Extended Data Fig. 2: Proline deficiency does not alter NKp46+ ILC3 and other non-ILC3 immune cells.
From: Proline uptake promotes activation of lymphoid tissue inducer cells to maintain gut homeostasis
a, Comparison of intestinal NK/ILC1, ILC2 and ILC3 in mice fed by normal diet (ND) and proline free diet (PFD) (n = 5 per group; ns; ns; ns). b, Comparison of different ILC3 subgroups, including LTi, NKp46+ ILC3, NKp46−T-bet+ ILC3, NKp46−T-bet−CCR6− ILC3, in mice fed by ND and PFD (n = 5 per group; ns, ns, ns, ns). c-g, Comparison of CD11b+ cells (c), CD11b+Gr-1+ cells (d), T cells (e), CD4+ T cells, Th1, Th17, Treg (f), and B cells (g), in mice fed by ND and PFD (n = 4 per group; ns; ns; ns; ns; ns, ns, ns; ns). h, Flow cytometric analysis of IL-22 production by intestinal ILC3 (live lineage−RORγt+) in mice fed by ND or PFD. Percentages of IL-22+ ILC3 and their IL-22 MFI were calculated in the right (n = 7 per group; **p = 0.0048; **p = 0.0082). i, Flow cytometric analysis of IL-22 production by intestinal NKp46+ ILC3 in mice fed by ND or PFD. Percentages of IL-22+ NKp46+ ILC3 and their IL-22 MFI were calculated in the right (n = 7 per group; ns; ns). j, Flow cytometric analysis of IL-22 production by intestinal NKp46+ ILC3 of Rag2-/- mice fed by ND or PFD. Percentages of IL-22+ NKp46+ ILC3 and their IL-22 MFI were calculated in the right (n = 4 per group; ns; ns). k, The structural formula of proline analog. l, Intestinal LTi, NKp46+ ILC3 and ILC2 cells were sort-purified and cultured in PFM with or without the proline analog for 12 hours and then the cellular proteins incorporating the proline analog were detected by click reaction through adding azide coupled with biotin and PE streptavidin in sequence for reaction.

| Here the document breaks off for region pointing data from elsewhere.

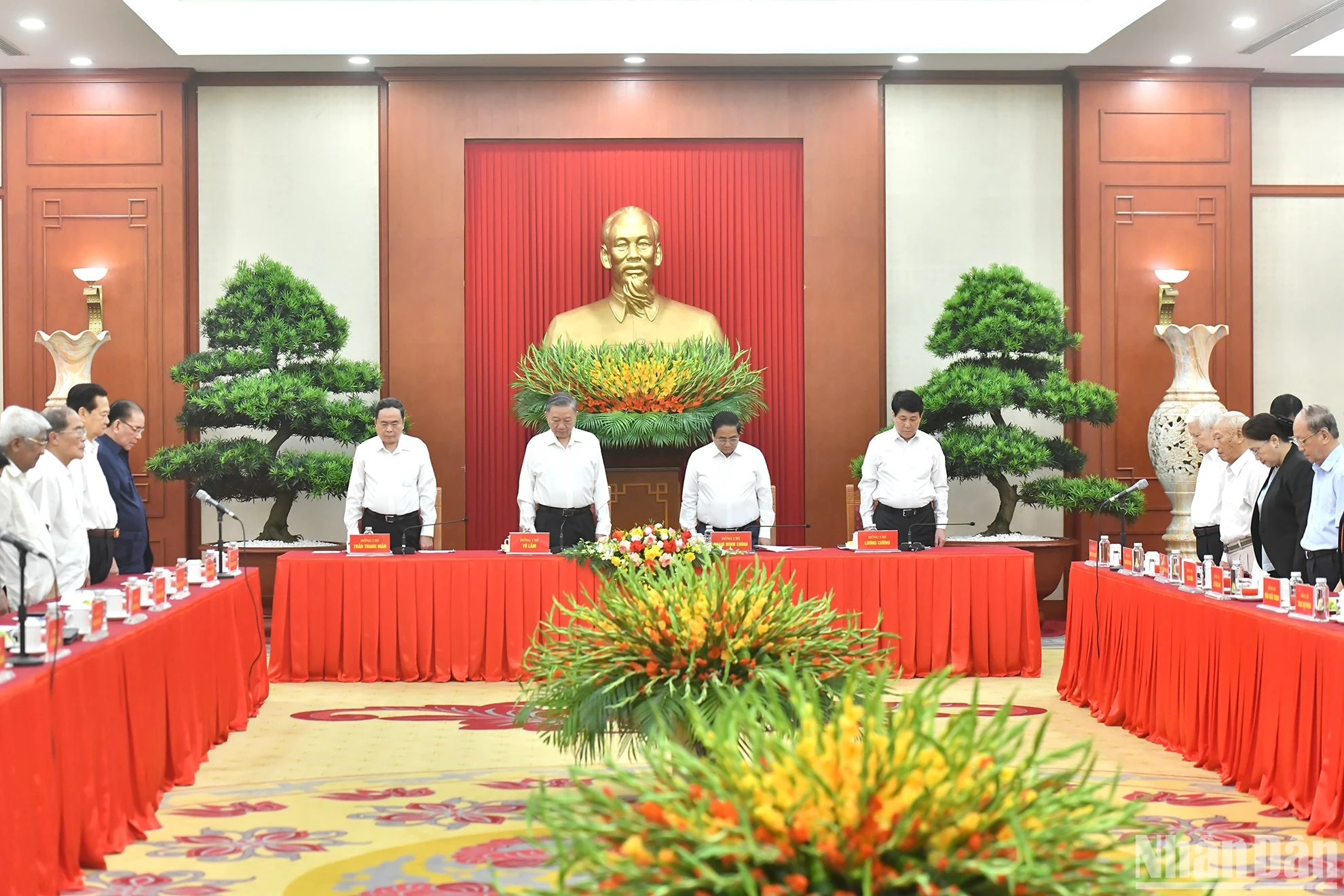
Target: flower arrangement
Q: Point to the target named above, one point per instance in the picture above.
(631, 662)
(641, 394)
(859, 801)
(655, 547)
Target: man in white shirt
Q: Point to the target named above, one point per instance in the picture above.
(100, 512)
(1318, 436)
(54, 492)
(1242, 484)
(728, 484)
(392, 484)
(906, 474)
(562, 487)
(23, 436)
(1209, 483)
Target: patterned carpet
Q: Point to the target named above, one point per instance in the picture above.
(401, 789)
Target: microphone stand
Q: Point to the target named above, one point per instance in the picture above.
(23, 658)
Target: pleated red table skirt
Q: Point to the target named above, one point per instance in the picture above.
(470, 616)
(1252, 695)
(89, 751)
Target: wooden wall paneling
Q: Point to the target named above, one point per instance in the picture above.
(100, 166)
(836, 115)
(1163, 181)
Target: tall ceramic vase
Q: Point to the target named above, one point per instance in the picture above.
(73, 355)
(1170, 447)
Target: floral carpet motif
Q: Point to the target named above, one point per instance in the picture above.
(379, 808)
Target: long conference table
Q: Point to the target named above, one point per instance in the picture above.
(92, 743)
(470, 616)
(1252, 695)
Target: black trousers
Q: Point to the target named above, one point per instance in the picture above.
(405, 529)
(913, 525)
(100, 558)
(1209, 543)
(754, 528)
(1324, 566)
(567, 527)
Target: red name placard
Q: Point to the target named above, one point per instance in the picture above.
(1273, 593)
(736, 542)
(879, 540)
(530, 543)
(360, 543)
(1303, 597)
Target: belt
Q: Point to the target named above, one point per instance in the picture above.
(906, 511)
(562, 511)
(393, 517)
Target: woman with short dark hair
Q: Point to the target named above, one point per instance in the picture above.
(1280, 515)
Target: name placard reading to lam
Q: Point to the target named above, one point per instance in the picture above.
(530, 543)
(876, 540)
(362, 543)
(734, 542)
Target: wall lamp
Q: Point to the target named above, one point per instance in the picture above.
(1167, 292)
(93, 295)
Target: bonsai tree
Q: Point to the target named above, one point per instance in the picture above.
(272, 365)
(1008, 339)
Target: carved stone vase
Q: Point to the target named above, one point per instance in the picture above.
(1170, 447)
(73, 355)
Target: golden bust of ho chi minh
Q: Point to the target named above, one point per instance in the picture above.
(632, 312)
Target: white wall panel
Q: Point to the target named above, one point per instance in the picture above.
(975, 176)
(1297, 136)
(1299, 314)
(292, 172)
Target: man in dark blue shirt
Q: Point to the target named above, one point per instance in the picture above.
(127, 424)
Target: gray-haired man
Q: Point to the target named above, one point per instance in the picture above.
(23, 436)
(1318, 437)
(1206, 508)
(562, 485)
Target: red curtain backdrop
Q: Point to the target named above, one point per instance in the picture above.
(730, 217)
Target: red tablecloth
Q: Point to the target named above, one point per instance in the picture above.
(1252, 695)
(90, 750)
(470, 616)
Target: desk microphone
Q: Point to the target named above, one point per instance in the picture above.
(406, 529)
(204, 499)
(910, 544)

The PE fluorescence intensity was tested by flow cytometry. m, The relative PE fluorescence intensity were calculated and the cells cultured without the proline analog was used as control (n = 4 per group; *p = 0.0339; **p = 0.0072). Data were representative of at least three independent experiments (a-j, l-m). Data were presented as the mean ± s.e.m, and statistical significance was determined by two-sided unpaired t-test (a-j, m). *p < 0.05; **p < 0.01; ns, not significant.